Soon though, as they often do, growing egos and flaring tempers began to get in the way of success. The first major conflict began over a nickname for a backup catcher.

“I was the first to call him the 'Love Machine,'” Joel said, “I made that name.”

The Red Hot Mama sees it differently. “He called him a rotund Puerto Rican love machine,” explained Mama. “That is so not the same thing. It has no rhythm, no melody, no alliteration. It took me changing it to 'Latin Love Machine' to make it great.”

As time went on, more problems began to crop up. The humor pieces began to grow out of control as the word count skyrocketed. The first few articles were between 500 and 600 words, but the most recent pieces have all been over 1000.
image

The exponential trend line projects that by the Reds' last game on October 2, Joel's humor articles will be 2500 words long, which will almost qualify him to write for Redleg Nation.

“Brevity is the essence of wit,” said Reds former pitching coach Don Gullet. “Joel has to keep his word count down. He has to learn to write to contact.”

But the words aren't the only problem. The graphics have been falling off as well, as this picture of Adam Dunn as the lead singer of Van Halen demonstrates. Notice how he looks more like The Greatest American Hero than a studly rock star, as was the intention.

image image
Does this look like
David Lee Roth to you,
or more like…
A bumbling hero wannabe?

“PhotoShop crashed while I was working on it,” Joel said. “The first version looked much better.”

So what's next for the fading humor star that once shone so bright?

“I don't think I have anything to prove,” Joel said. “I've always had what it takes to be an everyday humorist. I'm thinking about going pro, and when I do I will crush and dominate my competition. As long as I don't have to hurt anyone's feelings while I'm doing it.”

His fans wonder whether it is too late for Joel to reclaim his former glory.

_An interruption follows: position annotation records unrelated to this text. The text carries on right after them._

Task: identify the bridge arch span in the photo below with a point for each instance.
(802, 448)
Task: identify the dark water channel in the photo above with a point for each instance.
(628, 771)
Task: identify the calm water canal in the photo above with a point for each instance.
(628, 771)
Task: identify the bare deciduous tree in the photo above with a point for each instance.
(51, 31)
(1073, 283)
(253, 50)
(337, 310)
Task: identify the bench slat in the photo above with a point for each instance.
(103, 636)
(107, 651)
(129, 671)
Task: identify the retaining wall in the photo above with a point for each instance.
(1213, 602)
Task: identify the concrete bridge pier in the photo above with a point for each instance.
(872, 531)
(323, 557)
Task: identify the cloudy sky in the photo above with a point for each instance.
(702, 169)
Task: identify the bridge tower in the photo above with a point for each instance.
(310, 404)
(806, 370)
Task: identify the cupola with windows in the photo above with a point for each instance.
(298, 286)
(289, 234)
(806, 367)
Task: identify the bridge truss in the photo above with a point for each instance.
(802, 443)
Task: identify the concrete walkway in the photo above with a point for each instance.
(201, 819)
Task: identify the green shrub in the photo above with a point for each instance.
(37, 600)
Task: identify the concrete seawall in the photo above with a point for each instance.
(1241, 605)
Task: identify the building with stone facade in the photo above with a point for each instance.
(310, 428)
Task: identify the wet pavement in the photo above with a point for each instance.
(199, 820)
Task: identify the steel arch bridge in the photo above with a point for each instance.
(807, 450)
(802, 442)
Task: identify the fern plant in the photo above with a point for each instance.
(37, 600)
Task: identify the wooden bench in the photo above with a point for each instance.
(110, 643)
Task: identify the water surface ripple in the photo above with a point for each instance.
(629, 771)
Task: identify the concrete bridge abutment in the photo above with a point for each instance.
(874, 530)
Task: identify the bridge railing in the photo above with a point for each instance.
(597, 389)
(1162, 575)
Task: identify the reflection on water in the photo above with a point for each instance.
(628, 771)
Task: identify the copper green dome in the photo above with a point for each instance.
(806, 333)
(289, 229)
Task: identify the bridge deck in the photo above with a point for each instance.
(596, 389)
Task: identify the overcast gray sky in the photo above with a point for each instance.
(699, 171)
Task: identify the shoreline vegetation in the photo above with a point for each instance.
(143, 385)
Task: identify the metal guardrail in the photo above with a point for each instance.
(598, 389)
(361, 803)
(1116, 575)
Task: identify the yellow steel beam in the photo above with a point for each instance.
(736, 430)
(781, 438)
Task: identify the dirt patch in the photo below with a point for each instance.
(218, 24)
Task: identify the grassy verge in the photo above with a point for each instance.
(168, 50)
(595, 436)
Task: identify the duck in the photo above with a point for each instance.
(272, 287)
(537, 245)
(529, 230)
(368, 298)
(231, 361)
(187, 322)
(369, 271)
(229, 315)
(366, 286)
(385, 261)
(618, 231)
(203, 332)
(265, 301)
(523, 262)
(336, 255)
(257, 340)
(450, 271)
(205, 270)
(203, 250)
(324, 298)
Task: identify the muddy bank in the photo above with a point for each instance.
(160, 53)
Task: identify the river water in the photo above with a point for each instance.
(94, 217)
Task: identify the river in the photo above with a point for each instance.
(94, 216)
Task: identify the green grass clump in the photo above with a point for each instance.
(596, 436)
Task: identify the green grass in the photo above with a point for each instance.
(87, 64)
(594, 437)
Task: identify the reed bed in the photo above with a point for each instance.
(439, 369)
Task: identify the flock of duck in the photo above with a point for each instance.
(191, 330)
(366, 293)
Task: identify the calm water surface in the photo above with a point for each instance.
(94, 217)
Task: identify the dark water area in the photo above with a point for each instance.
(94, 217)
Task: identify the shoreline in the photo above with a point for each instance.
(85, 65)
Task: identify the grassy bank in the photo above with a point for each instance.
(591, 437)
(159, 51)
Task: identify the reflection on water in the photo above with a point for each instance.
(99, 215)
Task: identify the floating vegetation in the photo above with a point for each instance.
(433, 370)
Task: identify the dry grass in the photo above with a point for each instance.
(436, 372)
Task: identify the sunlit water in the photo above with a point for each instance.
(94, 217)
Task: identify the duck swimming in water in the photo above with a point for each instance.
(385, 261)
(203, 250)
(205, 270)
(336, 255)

But no one knows better than baseball fans that the season is long and that anything can happen.

“Certainly he provides a veteran presence among bloggers,” said Reds interim manager Jerry Narron, “His leadership is invaluable even if his stuff isn't what it once was.”

July 12, 2005

This One *Really* Counts

DETROIT, MI -- Players in the 2005 All-Star Game in Detroit were stunned to find that President Bush had bombed Canada as a result of the Home Run Derby.

The Bush administration, fed up with Major League Baseball after months spent on steroids scandals and irritated about the format change of the Home Run Derby to include representatives from different countries, announced today that the All-Star Game tagline was “the last straw in a long list of baseball's lies.”

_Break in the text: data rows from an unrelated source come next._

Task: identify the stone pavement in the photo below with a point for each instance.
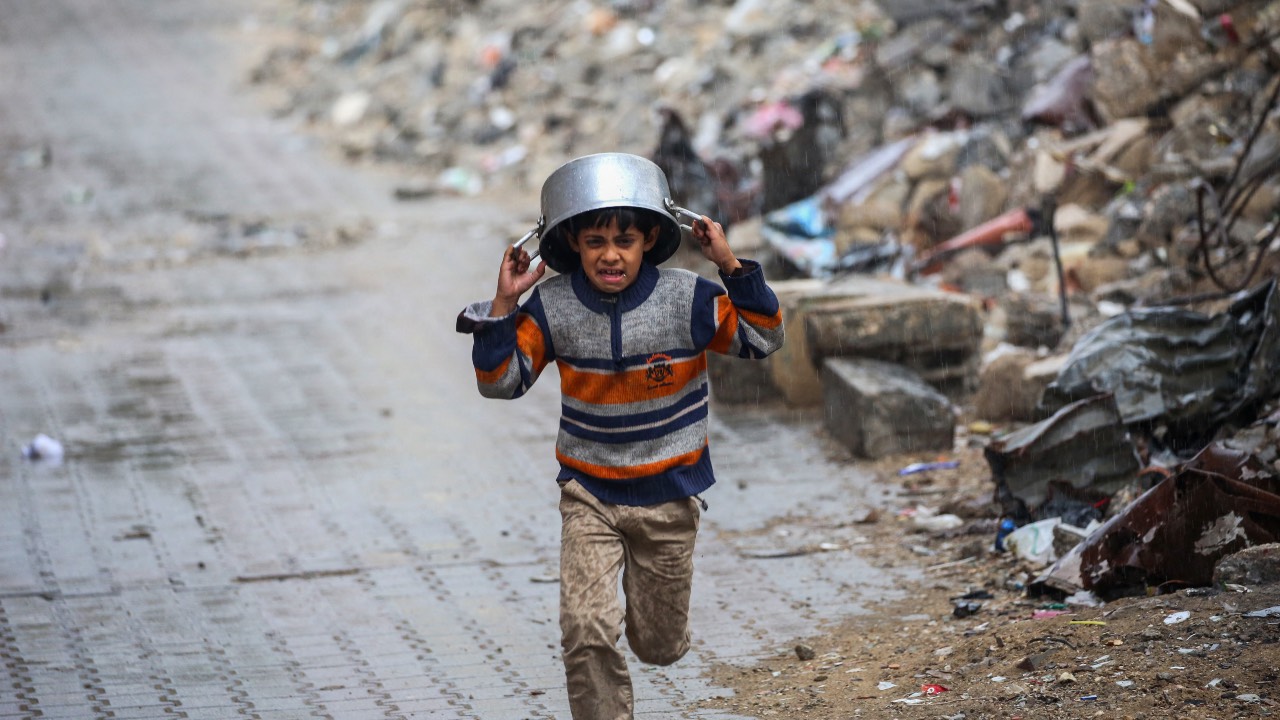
(282, 496)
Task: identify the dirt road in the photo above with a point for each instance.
(280, 493)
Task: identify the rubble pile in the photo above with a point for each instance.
(1075, 205)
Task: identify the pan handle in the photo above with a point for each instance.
(529, 236)
(681, 213)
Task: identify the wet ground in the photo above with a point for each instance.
(280, 495)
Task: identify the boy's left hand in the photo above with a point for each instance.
(714, 246)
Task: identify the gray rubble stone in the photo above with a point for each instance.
(1257, 565)
(878, 409)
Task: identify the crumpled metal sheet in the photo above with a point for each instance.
(1174, 534)
(1185, 370)
(1082, 452)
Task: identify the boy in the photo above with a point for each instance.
(630, 345)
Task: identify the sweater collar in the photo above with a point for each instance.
(629, 299)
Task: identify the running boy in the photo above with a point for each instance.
(630, 342)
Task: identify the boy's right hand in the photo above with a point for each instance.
(513, 279)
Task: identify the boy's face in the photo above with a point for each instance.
(612, 259)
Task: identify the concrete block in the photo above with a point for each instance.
(878, 409)
(935, 333)
(1010, 386)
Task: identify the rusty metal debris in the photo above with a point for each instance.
(1174, 534)
(1069, 464)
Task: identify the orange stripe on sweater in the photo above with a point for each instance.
(529, 338)
(762, 320)
(630, 472)
(490, 377)
(726, 322)
(630, 386)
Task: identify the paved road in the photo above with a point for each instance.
(282, 496)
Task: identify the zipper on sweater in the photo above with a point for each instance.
(615, 331)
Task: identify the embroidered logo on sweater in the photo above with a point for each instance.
(659, 370)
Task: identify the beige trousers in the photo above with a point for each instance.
(653, 547)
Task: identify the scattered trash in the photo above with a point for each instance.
(928, 519)
(1006, 527)
(1034, 541)
(926, 466)
(1267, 613)
(1084, 598)
(44, 449)
(1047, 614)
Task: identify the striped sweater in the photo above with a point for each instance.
(632, 367)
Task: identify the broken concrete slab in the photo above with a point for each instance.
(878, 409)
(1180, 369)
(1074, 459)
(937, 335)
(1257, 565)
(1011, 383)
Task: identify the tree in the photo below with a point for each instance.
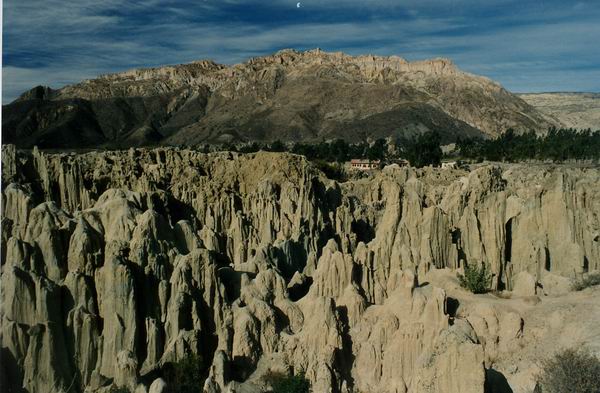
(476, 280)
(282, 383)
(425, 150)
(377, 150)
(571, 370)
(185, 375)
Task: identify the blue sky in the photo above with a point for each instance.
(527, 45)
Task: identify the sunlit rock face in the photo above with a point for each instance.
(116, 263)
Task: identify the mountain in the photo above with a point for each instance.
(291, 95)
(573, 110)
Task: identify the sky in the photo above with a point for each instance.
(527, 45)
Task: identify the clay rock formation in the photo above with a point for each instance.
(290, 95)
(117, 263)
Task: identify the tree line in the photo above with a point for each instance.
(557, 145)
(420, 151)
(425, 149)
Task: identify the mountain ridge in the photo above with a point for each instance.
(291, 95)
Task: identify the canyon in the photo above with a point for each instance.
(117, 263)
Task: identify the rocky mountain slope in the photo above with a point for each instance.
(574, 110)
(116, 263)
(290, 95)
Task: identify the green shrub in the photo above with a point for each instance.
(588, 281)
(476, 279)
(185, 375)
(572, 371)
(332, 170)
(282, 383)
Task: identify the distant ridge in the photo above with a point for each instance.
(290, 95)
(571, 109)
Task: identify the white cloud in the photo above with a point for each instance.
(59, 42)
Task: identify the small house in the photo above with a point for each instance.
(364, 165)
(449, 165)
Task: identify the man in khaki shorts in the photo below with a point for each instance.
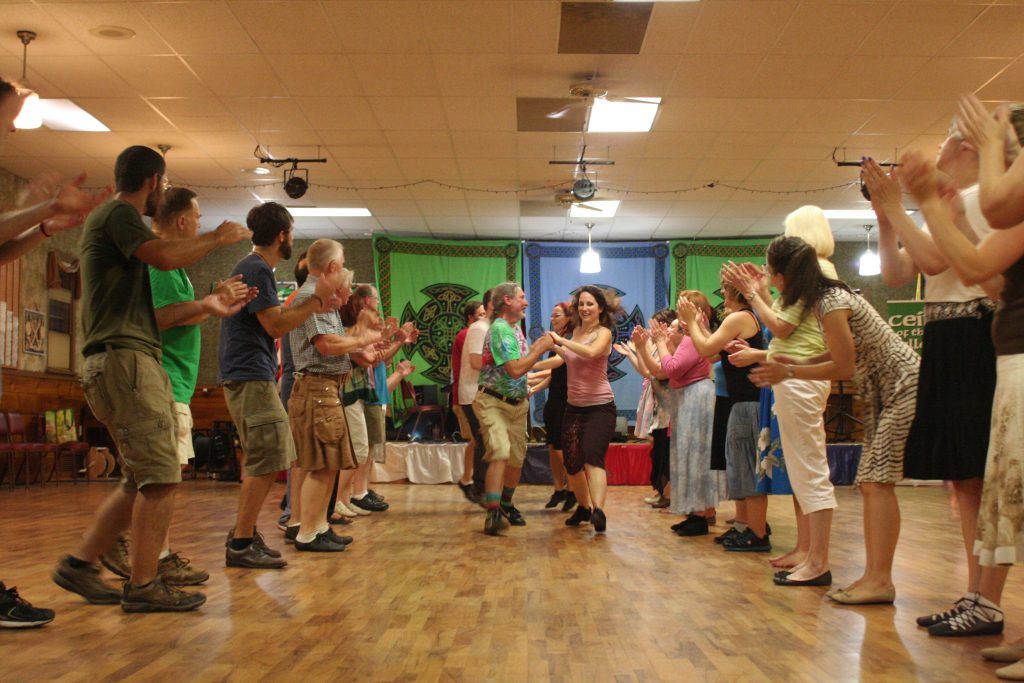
(126, 386)
(321, 352)
(501, 403)
(178, 317)
(249, 370)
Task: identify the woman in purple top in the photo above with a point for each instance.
(590, 416)
(695, 487)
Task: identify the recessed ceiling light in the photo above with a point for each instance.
(605, 209)
(852, 214)
(112, 32)
(633, 115)
(333, 212)
(66, 115)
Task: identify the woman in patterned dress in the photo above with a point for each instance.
(863, 347)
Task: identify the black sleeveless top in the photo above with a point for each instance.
(558, 389)
(736, 379)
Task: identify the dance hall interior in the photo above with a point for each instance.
(511, 340)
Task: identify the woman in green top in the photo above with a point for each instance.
(800, 407)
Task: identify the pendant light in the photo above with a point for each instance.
(31, 115)
(591, 260)
(870, 264)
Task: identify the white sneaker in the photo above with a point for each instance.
(343, 510)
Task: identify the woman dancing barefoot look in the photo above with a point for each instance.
(590, 414)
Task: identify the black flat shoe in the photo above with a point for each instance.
(556, 499)
(823, 580)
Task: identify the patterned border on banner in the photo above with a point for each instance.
(534, 252)
(384, 247)
(680, 250)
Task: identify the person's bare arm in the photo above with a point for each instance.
(171, 254)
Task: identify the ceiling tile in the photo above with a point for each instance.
(730, 27)
(158, 76)
(237, 75)
(409, 113)
(78, 17)
(396, 75)
(210, 29)
(462, 27)
(340, 114)
(297, 27)
(327, 75)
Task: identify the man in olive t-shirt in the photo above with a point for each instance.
(127, 388)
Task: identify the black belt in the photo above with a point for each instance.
(93, 349)
(492, 392)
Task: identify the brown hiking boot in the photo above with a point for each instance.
(85, 582)
(118, 558)
(157, 596)
(175, 570)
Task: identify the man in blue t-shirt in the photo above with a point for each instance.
(249, 372)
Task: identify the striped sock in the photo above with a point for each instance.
(507, 494)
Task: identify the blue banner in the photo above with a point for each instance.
(638, 271)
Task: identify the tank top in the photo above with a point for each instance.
(1008, 328)
(588, 380)
(737, 379)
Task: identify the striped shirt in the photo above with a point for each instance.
(304, 353)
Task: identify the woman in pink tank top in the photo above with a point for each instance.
(590, 415)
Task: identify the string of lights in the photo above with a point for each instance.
(524, 190)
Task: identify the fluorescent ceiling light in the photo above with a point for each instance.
(852, 214)
(635, 115)
(66, 115)
(334, 212)
(605, 209)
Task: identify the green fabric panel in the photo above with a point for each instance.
(427, 281)
(696, 263)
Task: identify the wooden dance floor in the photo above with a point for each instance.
(423, 595)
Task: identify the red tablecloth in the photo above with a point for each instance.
(628, 464)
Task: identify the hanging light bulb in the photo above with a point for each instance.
(591, 260)
(870, 264)
(32, 114)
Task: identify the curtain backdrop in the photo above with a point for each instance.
(636, 270)
(427, 281)
(695, 263)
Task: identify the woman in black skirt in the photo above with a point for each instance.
(949, 434)
(553, 377)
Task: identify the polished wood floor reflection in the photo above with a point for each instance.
(422, 595)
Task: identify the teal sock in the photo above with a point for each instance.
(507, 494)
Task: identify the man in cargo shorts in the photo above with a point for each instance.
(249, 371)
(126, 386)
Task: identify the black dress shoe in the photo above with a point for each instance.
(823, 580)
(370, 504)
(556, 498)
(513, 515)
(581, 515)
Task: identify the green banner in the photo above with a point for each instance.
(907, 321)
(695, 263)
(427, 281)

“We were tired of hearing how 'this one counts' when it doesn't count for anything,” said White House press secretary Scott McClellan, “So we decided to make it count for something and bombed the last place country.”

The last place country was Canada, whose representative Jason Bay failed to hit a single home run before earning 10 outs. Bay's performance came right after Bobby Abreu hit 24 long bombs in the first round, so 24 bombs were dropped in sparsley populated areas.

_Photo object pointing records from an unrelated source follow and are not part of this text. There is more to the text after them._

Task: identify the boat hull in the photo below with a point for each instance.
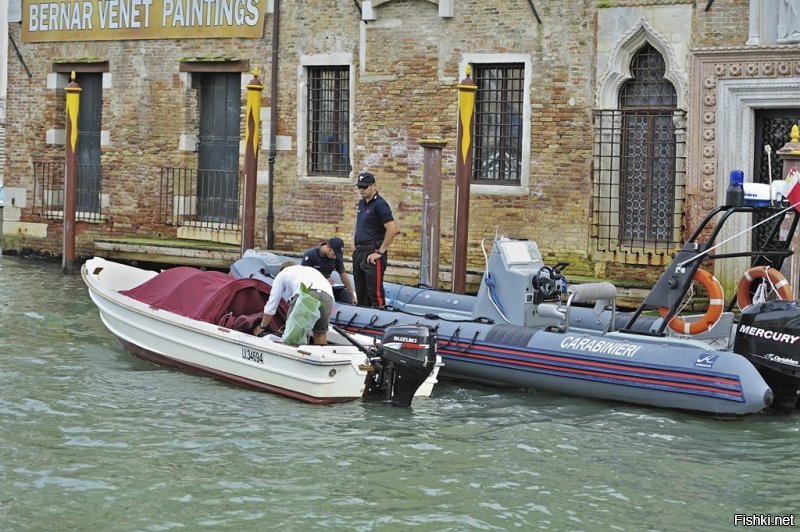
(660, 372)
(313, 374)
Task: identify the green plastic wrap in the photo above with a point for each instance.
(305, 313)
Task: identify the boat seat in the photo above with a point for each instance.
(644, 323)
(551, 310)
(510, 335)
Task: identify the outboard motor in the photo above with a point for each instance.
(406, 358)
(769, 336)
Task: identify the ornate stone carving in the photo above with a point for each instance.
(788, 21)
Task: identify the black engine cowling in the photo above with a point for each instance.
(769, 336)
(406, 358)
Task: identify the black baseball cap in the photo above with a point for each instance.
(365, 179)
(337, 245)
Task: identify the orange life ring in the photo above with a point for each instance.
(715, 306)
(775, 277)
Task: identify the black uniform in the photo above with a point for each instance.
(369, 234)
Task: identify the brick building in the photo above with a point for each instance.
(604, 130)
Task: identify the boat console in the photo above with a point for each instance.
(515, 282)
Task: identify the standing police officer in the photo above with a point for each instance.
(375, 231)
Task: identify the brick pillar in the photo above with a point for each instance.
(431, 210)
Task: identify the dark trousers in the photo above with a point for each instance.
(368, 278)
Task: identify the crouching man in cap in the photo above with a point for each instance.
(326, 258)
(375, 231)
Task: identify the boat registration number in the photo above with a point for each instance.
(252, 355)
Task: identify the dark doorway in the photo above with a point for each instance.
(89, 118)
(218, 147)
(772, 128)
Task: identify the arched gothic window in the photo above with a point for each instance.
(647, 103)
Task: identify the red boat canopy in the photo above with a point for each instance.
(203, 295)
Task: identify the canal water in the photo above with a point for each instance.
(92, 438)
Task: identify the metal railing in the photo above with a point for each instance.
(48, 191)
(639, 181)
(205, 199)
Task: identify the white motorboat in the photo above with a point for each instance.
(186, 318)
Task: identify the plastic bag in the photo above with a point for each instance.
(305, 313)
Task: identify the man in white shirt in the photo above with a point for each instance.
(286, 285)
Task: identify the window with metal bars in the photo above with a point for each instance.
(640, 162)
(497, 158)
(328, 147)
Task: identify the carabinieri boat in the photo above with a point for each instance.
(518, 332)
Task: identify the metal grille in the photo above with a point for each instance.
(498, 124)
(639, 163)
(773, 128)
(206, 199)
(639, 175)
(329, 121)
(48, 191)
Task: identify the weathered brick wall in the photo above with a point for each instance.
(404, 91)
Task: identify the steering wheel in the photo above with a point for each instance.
(544, 282)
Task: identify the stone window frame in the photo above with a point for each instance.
(607, 98)
(523, 189)
(317, 60)
(57, 80)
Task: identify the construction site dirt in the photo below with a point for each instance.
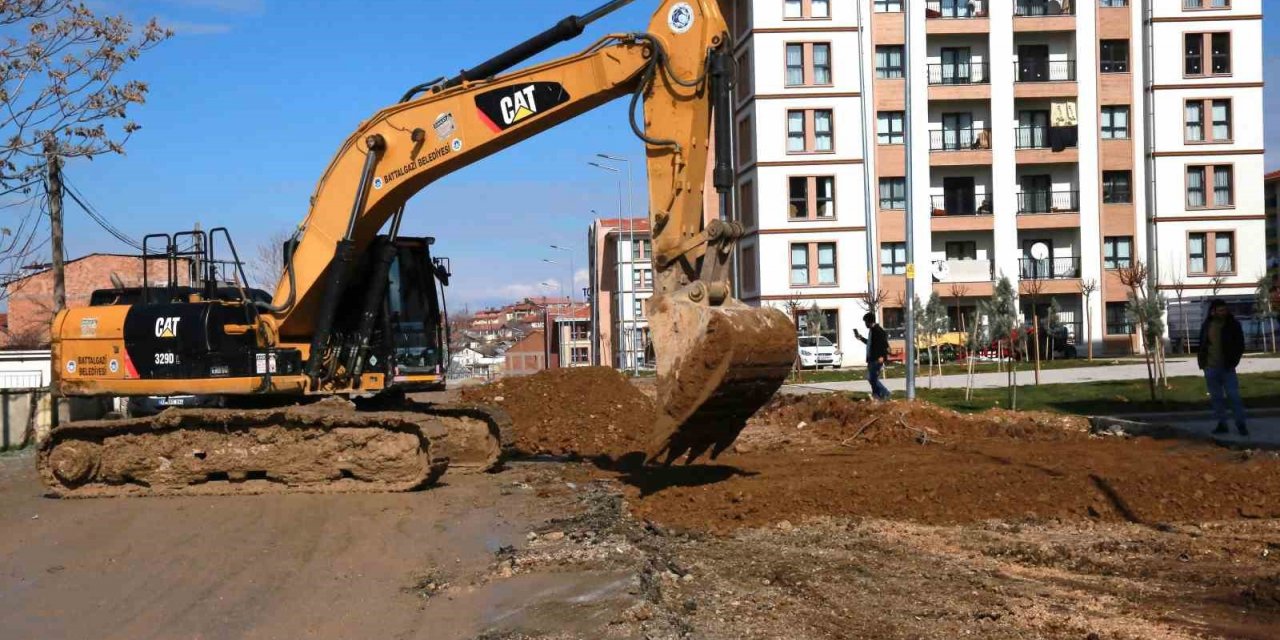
(828, 519)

“We didn't want to hurt anyone,” said McClellan, “We just wanted to make a point.”

“We are a nation at war, and the men in our military know what things matter. Now Major League Baseball understands when something really counts,” said President Bush. “Canada has something to think about, too.”

Bush wouldn't discuss what his administration has planned for the losers of the All-Star Game tonight, but he warned the players to be on their toes.

“And don't mess with Teixeira,” Bush added as he left the podium.